Arrivés dans le centre-ville, arrêtez-vous devant le Grand Théâtre, inauguré en 1780 : sur son toit, au milieu des muses Vénus et Calliope, un homme dressé – c’est toujours Antony Gormley – nous invite à pénétrer dans le hall de l’actuel opéra. Profitez-en pour réserver vos places pour l’Orchestre à Grande Vitesse du 23 septembre, un concert amusant qui fait dialoguer les références autour de l’idée de déplacement (Harry Potter, Duke Ellington et Wagner s’y trouvent réunis !) – clin d’œil musical à un nouvel exploit : le TGV Bordeaux-Paris.
Après avoir déjeuné au Quatrième Mur, restaurant de Philippe Etchebest situé en face du Grand Théâtre (formule à prix léger, plafonds très hauts et plats façon brasserie soignée), direction le CAPC (musée d’art contemporain), où l’artiste représentant du land art Richard Long a laissé un message d’amour à la ville et à sa lumière. Arrivés au musée, filez donc au dernier étage pour découvrir les œuvres pérennes qu’il a disposées de façon symétrique sur les ailes de la terrasse : deux longues bandes de pierres de calcaire blanc (de la carrière Malville en Dordogne) et d’ardoise sombre (de Cornouailles) répondent au ciel. Sublime.

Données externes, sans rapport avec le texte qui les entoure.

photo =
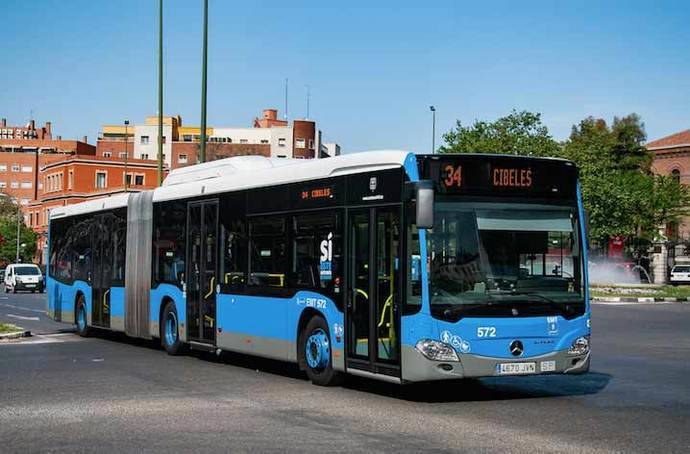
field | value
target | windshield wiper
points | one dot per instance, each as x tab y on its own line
563	308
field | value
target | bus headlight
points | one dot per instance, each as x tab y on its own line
436	350
580	346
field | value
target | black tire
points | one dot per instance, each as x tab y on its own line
82	328
171	343
319	375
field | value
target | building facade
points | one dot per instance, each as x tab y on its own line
269	137
672	158
24	150
77	178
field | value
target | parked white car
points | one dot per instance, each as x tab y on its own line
23	276
680	274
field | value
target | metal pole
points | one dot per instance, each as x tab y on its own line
126	155
286	87
308	96
160	92
202	147
433	129
18	215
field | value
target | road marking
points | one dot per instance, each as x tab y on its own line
58	338
23	308
23	318
629	303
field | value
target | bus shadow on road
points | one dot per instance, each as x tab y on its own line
489	389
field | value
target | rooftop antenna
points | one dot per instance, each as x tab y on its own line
286	112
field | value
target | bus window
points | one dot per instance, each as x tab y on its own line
268	246
413	303
317	254
80	234
233	252
169	224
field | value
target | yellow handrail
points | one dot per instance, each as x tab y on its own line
389	303
210	290
105	304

Richard Long, Cornwall Slate Line (Ligne d’ardoise de Cornouailles), 1981
Ardoise • 10 × 163 × 860 cm • Coll. CAPC musée d’art contemporain de Bordeaux / © Adagp, Paris / Photo Frédéric Delpech
Redescendus dans les étages, préparez-vous à un long après-midi de visite dans cet ancien entrepôt qui abrite aujourd’hui le CAPC et le centre d’architecture Arc en rêve. Le premier accueille régulièrement dans sa nef de monumentales installations. Après les étendues de miroirs de Daniel Buren en 1991 et l’invasion de pneus d’Allan Kaprow en 2013, place à Naufus Ramírez-Figueroa et ses figures étranges, humaines et végétales, qui convoquent un propos politique douloureux autour de l’histoire du Guatemala. On s’y balade comme dans un musée de curiosités… Avant de se concentrer sur l’exposition « La question de la matière », qui interroge les rapports entre art et géologie. Finissez chez Arc en rêve, où la relation du skate avec l’architecture est explorée avec jubilation : un final sportif pour vous donner faim !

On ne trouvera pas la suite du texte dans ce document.